Still, you couldn't shake the sense in Davis that the environmental movement is going backwards, not forwards. Subnational agreements and efforts by cities and regions to move ahead on energy are fine — indeed, California has always led the way on environmental regulations in the U.S., with the rest of the country eventually following. That might be the case here as well, and it's natural for more progressive parts of the world to press on — if only because global action remains elusive. But the scale of the climate challenge dwarfs what can be done on the local level, even in a state as large and as influential as California. Echoing that, British Prime Minister David Cameron, speaking at the summit via satellite, emphasized that individual actions wouldn't be enough, but still played down the chance of much progress at Cancun. Worse, just at the moment the world needs more climate champions, it's going to have fewer.
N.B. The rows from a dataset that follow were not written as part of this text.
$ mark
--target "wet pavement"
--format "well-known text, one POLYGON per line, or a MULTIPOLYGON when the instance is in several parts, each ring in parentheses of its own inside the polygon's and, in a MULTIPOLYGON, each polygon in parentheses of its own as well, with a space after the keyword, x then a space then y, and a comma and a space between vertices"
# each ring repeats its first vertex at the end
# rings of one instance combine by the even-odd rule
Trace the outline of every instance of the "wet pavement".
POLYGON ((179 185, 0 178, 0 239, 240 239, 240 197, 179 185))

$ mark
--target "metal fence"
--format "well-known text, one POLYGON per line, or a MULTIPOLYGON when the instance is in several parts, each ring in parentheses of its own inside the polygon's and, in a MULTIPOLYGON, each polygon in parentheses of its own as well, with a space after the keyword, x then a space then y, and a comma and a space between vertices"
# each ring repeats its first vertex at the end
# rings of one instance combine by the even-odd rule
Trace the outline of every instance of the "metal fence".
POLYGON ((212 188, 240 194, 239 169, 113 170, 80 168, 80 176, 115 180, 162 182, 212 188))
Nearly all the politicians on Schwarzenegger's stage — Governor Jennifer Granholm of Michigan, Governor Jim Doyle of Wisconsin, Premier Gordon Campbell of British Columbia — are leaving office. As is the Governator himself, of course.
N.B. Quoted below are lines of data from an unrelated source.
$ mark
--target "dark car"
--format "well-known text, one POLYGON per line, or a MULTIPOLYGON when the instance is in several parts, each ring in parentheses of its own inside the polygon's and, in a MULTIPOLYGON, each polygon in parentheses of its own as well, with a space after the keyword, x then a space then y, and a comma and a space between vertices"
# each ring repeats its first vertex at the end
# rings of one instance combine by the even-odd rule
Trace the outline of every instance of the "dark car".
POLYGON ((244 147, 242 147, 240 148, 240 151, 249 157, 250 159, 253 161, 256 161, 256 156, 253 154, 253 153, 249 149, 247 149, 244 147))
But if you're looking for climate pessimism, you're not going to find it from Schwarzenegger. (Optimism is a useful political quality when you're in charge of a state that may be as fundamentally ungovernable as California.) He believes that it's possible to convince Republicans to support climate change action once again, by focusing on more bedrock beliefs — public health, energy independence, fighting terrorism — and he thinks the defeat of Prop 23 proves that those arguments can work. "We won by 22%," he says. "You don't get that much support just with Democrats." Of course, that's California. And even Schwarzenegger worries about what long-term political paralysis could do to America's efforts to fight climate change, create a new energy industry — and just plain function. "I think if we don't do something very quickly, this country could be frozen," he says. "We've got to get our act together if we want to be number one."